"It seems to me like you may be confusing implementation with native product capability - if unpublishing things (intentionally, or otherwise) leaves you with faulty navigation then, in my opinion, that it a fault of the implementation. Perhaps I'm missing some context from your description of the problem, but that would be my take on the situation (as an SDL employee, and an experience, certified Tridion consultant). "
Faulty implementation. That's a good one! I understand completely that you
missed some context here... Granted, my tweets were brief, but as you might know that's the nature of Twitter... If you're really the consultant like you say you are, it might have been a better idea to approach unsatisfied users of the product you're promoting, differently.
My latest Tridion horror had nothing to do with implementation. The tool kept crashing and crashing two days in a row, even though IT was working on it 24/7 and hardware was running correctly. And don't get me started on usability. Editors have to find workarounds themselves to 'overcome' obscure code that seems to appear all over the place. User obscure techy jargon such as 'scheme's' (the irony!) and other frightfully unclear English terminology are just the tip of the iceberg.
And interface, horrific! Not a single preview mode represents what you'll be confronted with front-end... Always a big surprise what will turn up next on your site . I won't refer to the legal repercussions if one day some content item or graphic won't render correctly and no one notices it....
After Websphere I think Tridion is the most user unfriendly CMS I've ever worked with!

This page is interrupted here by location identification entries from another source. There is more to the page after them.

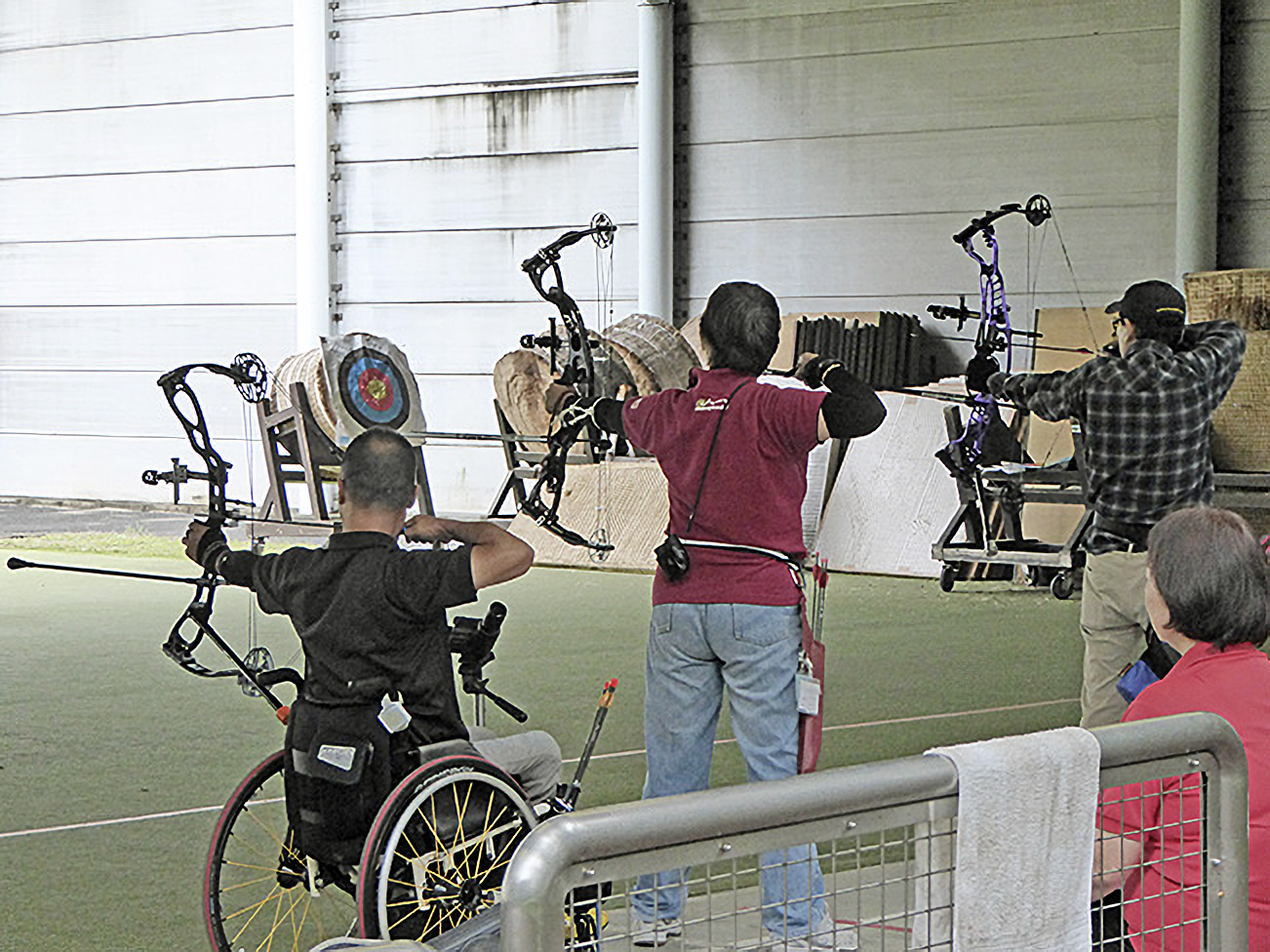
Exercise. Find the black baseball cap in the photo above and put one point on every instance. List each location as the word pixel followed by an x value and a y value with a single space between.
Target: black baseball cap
pixel 1153 299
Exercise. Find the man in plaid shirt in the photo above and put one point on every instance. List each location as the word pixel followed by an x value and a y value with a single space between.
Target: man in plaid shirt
pixel 1146 416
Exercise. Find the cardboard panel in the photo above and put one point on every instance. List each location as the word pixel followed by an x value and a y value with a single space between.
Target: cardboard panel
pixel 892 497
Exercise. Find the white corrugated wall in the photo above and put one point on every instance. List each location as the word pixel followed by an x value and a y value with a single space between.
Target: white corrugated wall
pixel 825 147
pixel 145 222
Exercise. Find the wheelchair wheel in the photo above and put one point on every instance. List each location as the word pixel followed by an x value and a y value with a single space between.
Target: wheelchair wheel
pixel 257 890
pixel 438 848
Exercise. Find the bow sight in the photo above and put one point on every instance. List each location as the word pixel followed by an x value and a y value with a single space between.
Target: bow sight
pixel 995 334
pixel 575 363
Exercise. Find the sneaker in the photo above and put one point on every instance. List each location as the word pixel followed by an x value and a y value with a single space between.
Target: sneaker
pixel 824 935
pixel 656 933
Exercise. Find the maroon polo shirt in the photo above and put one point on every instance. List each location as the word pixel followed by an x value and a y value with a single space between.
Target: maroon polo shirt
pixel 1165 815
pixel 753 490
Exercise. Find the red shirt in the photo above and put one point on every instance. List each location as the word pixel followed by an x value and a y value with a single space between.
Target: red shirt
pixel 1165 815
pixel 752 492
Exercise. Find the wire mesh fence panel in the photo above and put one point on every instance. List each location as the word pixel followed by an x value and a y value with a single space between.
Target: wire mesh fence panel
pixel 865 858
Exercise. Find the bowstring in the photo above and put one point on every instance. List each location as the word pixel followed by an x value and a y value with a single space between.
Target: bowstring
pixel 604 324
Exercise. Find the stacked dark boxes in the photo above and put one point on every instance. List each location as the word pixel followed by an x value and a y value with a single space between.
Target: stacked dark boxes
pixel 886 354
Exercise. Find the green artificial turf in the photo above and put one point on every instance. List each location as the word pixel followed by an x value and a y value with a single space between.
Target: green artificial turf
pixel 99 725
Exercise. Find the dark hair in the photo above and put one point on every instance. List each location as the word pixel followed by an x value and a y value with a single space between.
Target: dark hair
pixel 1211 574
pixel 378 470
pixel 742 327
pixel 1164 328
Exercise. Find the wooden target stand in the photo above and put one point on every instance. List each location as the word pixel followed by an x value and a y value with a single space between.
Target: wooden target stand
pixel 298 451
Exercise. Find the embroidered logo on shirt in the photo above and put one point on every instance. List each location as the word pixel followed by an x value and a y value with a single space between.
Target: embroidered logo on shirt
pixel 336 755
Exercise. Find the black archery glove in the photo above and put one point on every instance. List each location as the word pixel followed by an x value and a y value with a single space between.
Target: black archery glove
pixel 976 372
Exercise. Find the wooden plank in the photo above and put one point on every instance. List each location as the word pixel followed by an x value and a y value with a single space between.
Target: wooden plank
pixel 472 265
pixel 175 68
pixel 232 135
pixel 243 270
pixel 728 32
pixel 36 23
pixel 150 339
pixel 499 45
pixel 148 206
pixel 496 122
pixel 903 263
pixel 475 193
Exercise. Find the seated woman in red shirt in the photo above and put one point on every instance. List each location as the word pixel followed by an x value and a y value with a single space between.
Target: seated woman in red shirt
pixel 1208 595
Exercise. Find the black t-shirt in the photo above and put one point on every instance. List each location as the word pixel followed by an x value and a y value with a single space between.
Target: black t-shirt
pixel 371 618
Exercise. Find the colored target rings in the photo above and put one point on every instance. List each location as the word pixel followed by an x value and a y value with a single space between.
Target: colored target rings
pixel 373 388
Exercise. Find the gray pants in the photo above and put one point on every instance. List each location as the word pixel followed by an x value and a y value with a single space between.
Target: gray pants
pixel 531 757
pixel 1114 623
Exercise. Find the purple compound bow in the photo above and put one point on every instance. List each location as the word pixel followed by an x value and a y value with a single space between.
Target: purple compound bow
pixel 995 333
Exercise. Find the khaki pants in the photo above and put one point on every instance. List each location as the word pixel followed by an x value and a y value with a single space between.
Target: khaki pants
pixel 1114 623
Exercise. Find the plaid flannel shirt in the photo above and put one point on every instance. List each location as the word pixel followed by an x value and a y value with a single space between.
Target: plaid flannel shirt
pixel 1146 420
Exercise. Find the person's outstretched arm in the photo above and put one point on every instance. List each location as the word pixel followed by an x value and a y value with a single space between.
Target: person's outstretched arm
pixel 496 555
pixel 851 408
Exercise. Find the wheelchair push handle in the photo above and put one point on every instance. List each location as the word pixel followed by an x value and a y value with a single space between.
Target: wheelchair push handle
pixel 472 640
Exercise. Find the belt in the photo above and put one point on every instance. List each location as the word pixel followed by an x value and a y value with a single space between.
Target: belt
pixel 1133 534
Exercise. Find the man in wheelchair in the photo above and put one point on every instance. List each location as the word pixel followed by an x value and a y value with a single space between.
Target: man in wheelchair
pixel 371 617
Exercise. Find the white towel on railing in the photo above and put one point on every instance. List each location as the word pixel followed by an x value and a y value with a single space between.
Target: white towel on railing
pixel 1024 848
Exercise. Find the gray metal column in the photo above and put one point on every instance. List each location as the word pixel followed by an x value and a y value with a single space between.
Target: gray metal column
pixel 314 33
pixel 1199 104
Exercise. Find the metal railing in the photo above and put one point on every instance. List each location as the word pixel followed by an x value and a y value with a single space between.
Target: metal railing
pixel 870 822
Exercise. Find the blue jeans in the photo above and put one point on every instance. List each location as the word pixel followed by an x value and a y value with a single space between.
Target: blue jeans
pixel 694 653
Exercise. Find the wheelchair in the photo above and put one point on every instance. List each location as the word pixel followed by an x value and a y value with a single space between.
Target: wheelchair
pixel 433 857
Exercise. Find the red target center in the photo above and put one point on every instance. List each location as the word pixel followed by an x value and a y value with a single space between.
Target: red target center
pixel 377 388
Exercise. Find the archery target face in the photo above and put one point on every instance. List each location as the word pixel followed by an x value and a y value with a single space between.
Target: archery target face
pixel 373 388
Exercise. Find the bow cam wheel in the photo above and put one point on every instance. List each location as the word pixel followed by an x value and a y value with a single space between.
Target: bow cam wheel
pixel 438 848
pixel 259 892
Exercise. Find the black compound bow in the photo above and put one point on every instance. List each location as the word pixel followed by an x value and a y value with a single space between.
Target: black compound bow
pixel 996 333
pixel 575 362
pixel 249 376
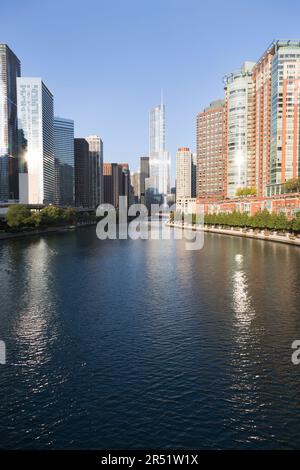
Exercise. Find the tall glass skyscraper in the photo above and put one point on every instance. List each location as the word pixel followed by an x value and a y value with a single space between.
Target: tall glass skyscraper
pixel 158 184
pixel 35 123
pixel 10 69
pixel 64 161
pixel 96 173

To conclude, what amazes me, is that after being in the content business for 10 years now, using tables in CMS editing modules still is a nightmare. A trip down horror lane! I have to admit that this is not exclusive to Tridion. Any which CMS I've worked with has the same trouble. In Tridion's case (and other 'not open source' software), however, I find this uncanny and utterly unacceptable considering the fact that large amounts of money have to be paid for CMS software licenses, its implementation and keeping it running.